Bitiremesede, yarım kalsa da bir ev yaptı. Ailesini siper edecek, benim diyebilecegi bir evi olmuştu.

İşte bu evinin bahçesi bu gün onun mezarı oldu.

Sonsuza kadar, huzur için de olurmu bilemem ama, artık orada yatacak.

Denizbank ve Tarım Kredi Kooperatifinden kredi kullanmıştı.

Piyasadaki istikrarsızlık, hayvan telefleri, yüksek faiz gibi faktörler en çok borçlu olan çiftçiyi ve en çokta hayata sıfırdan başlamak isteyen Fuat'ı vurdu.

Kredilerini odeyemez duruma geldi. Tüm hayvanlarını, yapılandırdığı kredilerin faizine gitti.

O kredisini yapılandırdıkça, krediler kar topu gibi yuvarlanarak büyüdü…

Kooperatif bir taraftan, Denizbank bir taraftan, ister istemez kefiller diğer taraftan, hayvanı yoktu ve işsizdi, eve ekmek götürememek öbür taraftan Fuat ı boğdu.

“Boğuluyorum abi ” demişti. Fuat'ın bu sessiz çığlığı duyulmadi, duyuramadık.

Avukat işimi yapmazsam vekalet ücreti alamam, sözleşmem fes edilir,

Banka müdürü krediyi tahsil edersem prim alır, daha iyi bir yere tayin olurum,

Kefiller ise icra hesaplarıma el konulur, arabam, traktörüme el konulur diye düşündü hep.

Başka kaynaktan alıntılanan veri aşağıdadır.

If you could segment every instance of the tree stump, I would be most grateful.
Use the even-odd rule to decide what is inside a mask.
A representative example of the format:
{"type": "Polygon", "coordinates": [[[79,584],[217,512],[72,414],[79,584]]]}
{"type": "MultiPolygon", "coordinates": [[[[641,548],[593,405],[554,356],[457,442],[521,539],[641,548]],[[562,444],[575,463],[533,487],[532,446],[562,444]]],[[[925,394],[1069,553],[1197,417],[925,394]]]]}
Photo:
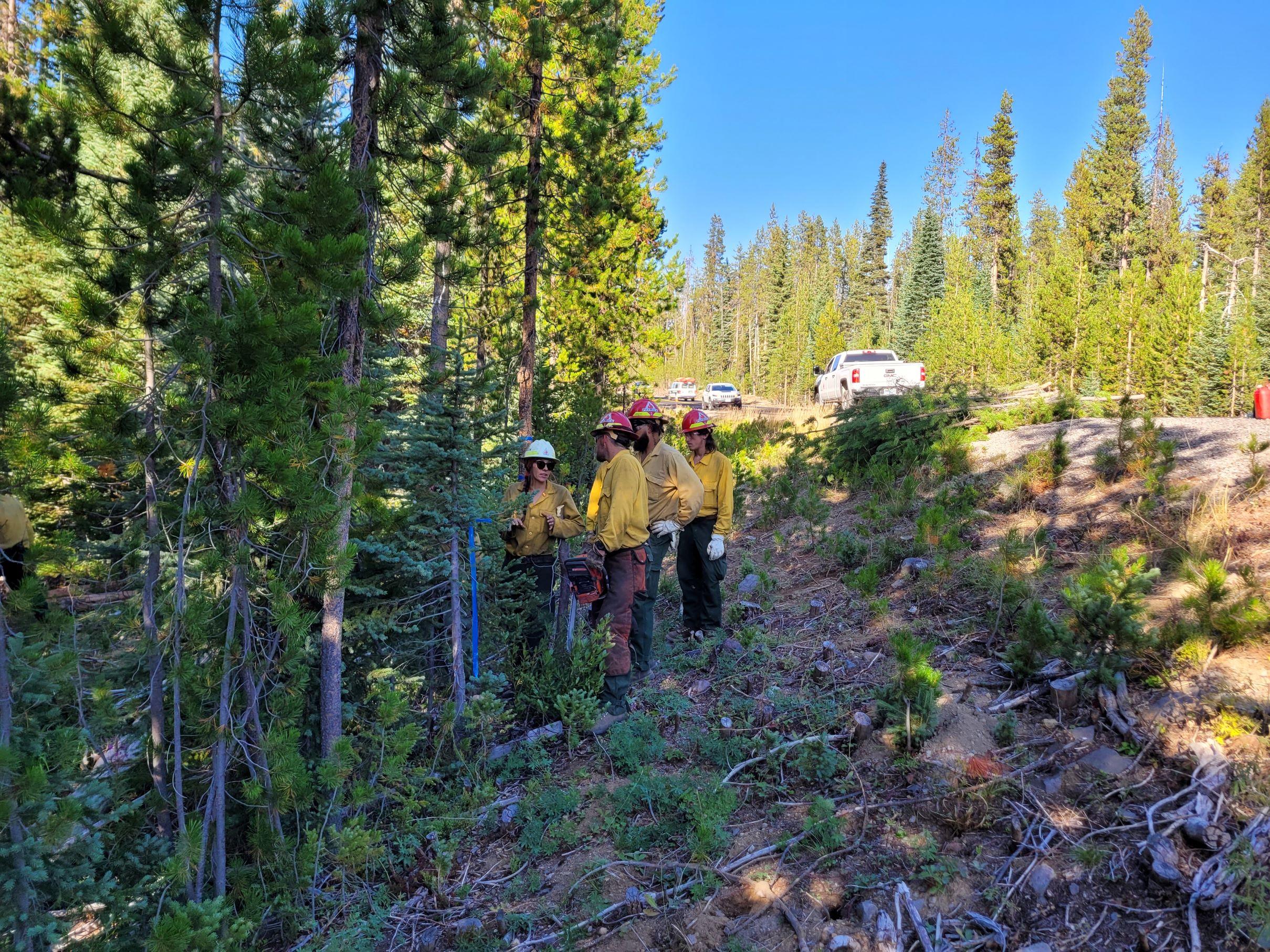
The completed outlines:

Herkes herşeyi düşündü de, bir Fuat'ın halini düşünmedi.

Omuzları aşağı düşmüş, dalgın, ten rengi aşırı siğaradan olacak ki oldukça esmerlesmiş, başı önde, çaresiz dolaşır dururdu Fuat.

Bir yandan da sürekli çalan telefonlara bakar, sessiz tuşuna basar, her defasında bir sigara daha yakardı.

Bu defa telefonun sessiz tuşuna basmadı.

Tabancasını doldurdu, yine çaresizce dolaşırken, köyün orta yerinde yürürken, ansızın belinden çıkardı, şakağına dayadı ve tetiğe bastı…

Çocukların durumunu anlatamayacağım.

Oldukça kararmıştı Fuat'ın rengi.

Kesin sigaradandı.

Fakat bu sabah cenazesini yıkarken bembeyazdı.

Öyle güzel, öyle yakışıklıydı ki, 15 yıl önce bıyıkları terlememiş delikanlı gibi.

Öyle sıkı sıkıya yummuştu ki gözlerini, bu iğrenç dünyayı ve bu iğrenç suratlarımızı bir daha görme korkusu yaşıyordu sanki.

Kefenledik, gül suyu da döktük.

İki damla yaş süzüldü gözlerimden…

Eve götürdük köyüne, hayalinde ki bitiremediği evinin bahçesine defnettik.

Suçluluğumuzu, son görev kisvesiyle ört bas ederek, vicdanlarımızı rahatlattık.

Bu sistem öldürdü Fuat'ı.

Modern ve yasal tefecilerin eline düşüren bu sistem.

Tıpkı onu gömerken el birliği ettiğimiz ve toprak attığımız gibi, her birimiz ayrı bir itekledik Fuat'ı ölümün önüne önüne…

Bankalar ve Tarım Kredi Kooperatifi bunun hesabını vermeli.

Çiftçinin sesini duymayan, yüksek faizle, bu tefecilere boğduran yetkililer istifa etmeli.

Ve biz hepimiz, kendimizden utanmalıyız.